All Candida isolates were tested for proteinase secretion in bovine serum albumin (BSA) agar that contained yeast carbon base (1.17%), yeast extract (0.01%) and BSA (0.2%) using the method of Ruchell et al.22.The medium was adjusted to pH 5.0, sterilized by filtration and added to autoclaved 2% agar. The test strains were spot inoculated (~6 mm) and the plates were incubated at 37 ºC for up to 5 days. Each isolate was tested in quadruplicate. The post-incubation clearance zone around the colony was recorded, and the Pz value for proteinase activity was calculated as described above.
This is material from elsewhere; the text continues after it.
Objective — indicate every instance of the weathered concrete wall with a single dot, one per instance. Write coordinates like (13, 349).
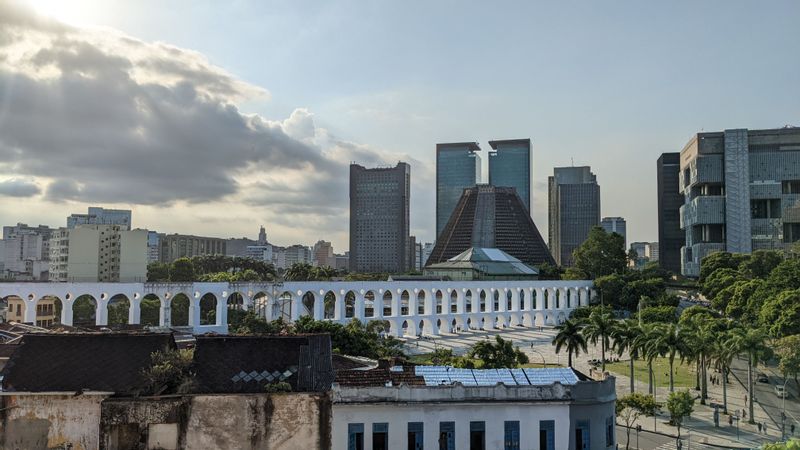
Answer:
(50, 421)
(246, 421)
Galleria mellonella infection model

G. mellonella were infected with Candida as previously described by Fuchs et al.23 and Junqueira et al. 24. In brief, G. mellonella caterpillars in the final instar larval stage (Entomology and Plant Pathology Laboratory, State University of North Fluminense, RJ, Brazil) were stored in the dark and used within 7 days from the date of shipment. Sixteen randomly chosen caterpillars (330±25 mg) were infected for each Candida isolate for a total of 384 assays.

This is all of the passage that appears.